Can you run composer train.py yamls/mpt/finetune/7b_dolly_sft.yaml load_path=null
instead?
Adding on to @alextrott16 's comment:
When you are using python train.py ...
, you are launching just one process, which will run training on one GPU. In that situation, FSDP is not doing anything, and your 7B model is not sharded, and the weights+optimizer+activation memory must fit on 1xA100, and it is running into an OOM.
When you use the composer
launcher such as composer train.py ...
, it detects the number of GPUs on your machine, launching 8 processes to target the 8 GPUs, and the 7B model gets sharded across 8 GPUs, and now the memory should fit per-GPU and it should work!

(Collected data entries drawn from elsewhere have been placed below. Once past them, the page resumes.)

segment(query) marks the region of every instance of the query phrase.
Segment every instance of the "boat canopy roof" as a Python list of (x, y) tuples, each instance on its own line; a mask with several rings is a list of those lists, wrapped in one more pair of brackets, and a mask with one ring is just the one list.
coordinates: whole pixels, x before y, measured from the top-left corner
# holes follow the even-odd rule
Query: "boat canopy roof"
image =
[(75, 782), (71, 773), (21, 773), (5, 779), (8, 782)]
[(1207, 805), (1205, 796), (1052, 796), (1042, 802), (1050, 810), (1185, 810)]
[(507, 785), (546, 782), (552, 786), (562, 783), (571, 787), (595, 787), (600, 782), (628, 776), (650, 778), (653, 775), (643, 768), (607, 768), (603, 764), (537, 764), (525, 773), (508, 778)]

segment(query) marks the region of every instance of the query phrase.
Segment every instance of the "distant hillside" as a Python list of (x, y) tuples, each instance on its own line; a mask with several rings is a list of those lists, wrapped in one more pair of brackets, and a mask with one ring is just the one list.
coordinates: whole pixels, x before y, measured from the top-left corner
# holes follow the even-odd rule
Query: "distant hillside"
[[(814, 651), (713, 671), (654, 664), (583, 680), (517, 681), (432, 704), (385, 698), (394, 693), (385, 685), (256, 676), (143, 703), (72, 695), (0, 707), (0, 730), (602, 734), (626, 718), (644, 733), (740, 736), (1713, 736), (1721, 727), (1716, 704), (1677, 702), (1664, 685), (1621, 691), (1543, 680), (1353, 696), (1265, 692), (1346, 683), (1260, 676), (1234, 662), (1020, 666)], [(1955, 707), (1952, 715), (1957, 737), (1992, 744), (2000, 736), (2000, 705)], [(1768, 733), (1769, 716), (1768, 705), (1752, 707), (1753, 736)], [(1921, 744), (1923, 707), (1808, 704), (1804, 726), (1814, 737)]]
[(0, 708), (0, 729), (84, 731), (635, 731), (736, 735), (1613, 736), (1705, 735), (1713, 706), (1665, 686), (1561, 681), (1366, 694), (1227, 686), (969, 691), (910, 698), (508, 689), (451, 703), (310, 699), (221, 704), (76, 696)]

i got a bit further. but there was issue with cuda and pytorch compatibility. i have cu11.8 so installed pytorch 2.0.1 and triton 2.0.0 But now seeing this: should i try with cuda 11.7 ?
runtime_estimator: {}
load_path: null
dist_timeout: 600.0
n_gpus: 8
device_train_batch_size: 8
device_train_grad_accum: 1
n_params: 6658859008
Starting training...
******************************
Config:
enabled_algorithms/GradientClipping: true
node_name: unknown because NODENAME environment variable not set
num_gpus_per_node: 8
num_nodes: 1
rank_zero_seed: 17
******************************
/home/ec2-user/llm-foundry/llmfoundry/data/finetuning/collator.py:188: UserWarning: Truncating TARGET sequence of length=849 to length=812, so context+target fit max_seq_len=2048. If truncation is a problem, consider increasing max_seq_len.
warnings.warn(
Traceback (most recent call last):
File "<string>", line 21, in _fwd_kernel
KeyError: ('2-.-0-.-0-83ca8b715a9dc5f32dc1110973485f64-d6252949da17ceb5f3a278a70250af13-3b85c7bef5f0a641282f3b73af50f599-3d2aedeb40d6d81c66a42791e268f98b-3498c340fd4b6ee7805fd54b882a04f5-e1f133f98d04093da2078dfc51c36b72-b26258bf01f839199e39d64851821f26-d7c06e3b46e708006c15224aac7a1378-f585402118c8a136948ce0a49cfe122c', (torch.bfloat16, torch.bfloat16, torch.bfloat16, torch.bfloat16, torch.bfloat16, torch.float32, torch.float32, 'fp32', 'i32', 'i32', 'i32', 'i32', 'i32', 'i32', 'i32', 'i32', 'i32', 'i32', 'i32', 'i32', 'i32', 'i32', 'i32', 'i32', 'i32', 'i32', 'i32', 'i32', 'i32', 'i32'), ('vector', True, 128, True, True, True, 128, 128), (True, True, True, True, True, True, True, (False,), (True, False), (True, False), (True, False), (True, False), (True, False), (True, False), (True, False), (True, False), (True, False), (True, False), (True, False), (True, False), (True, False), (True, False), (True, False), (True, False), (True, False), (True, False), (True, False), (True, False), (True, False), (True, False)))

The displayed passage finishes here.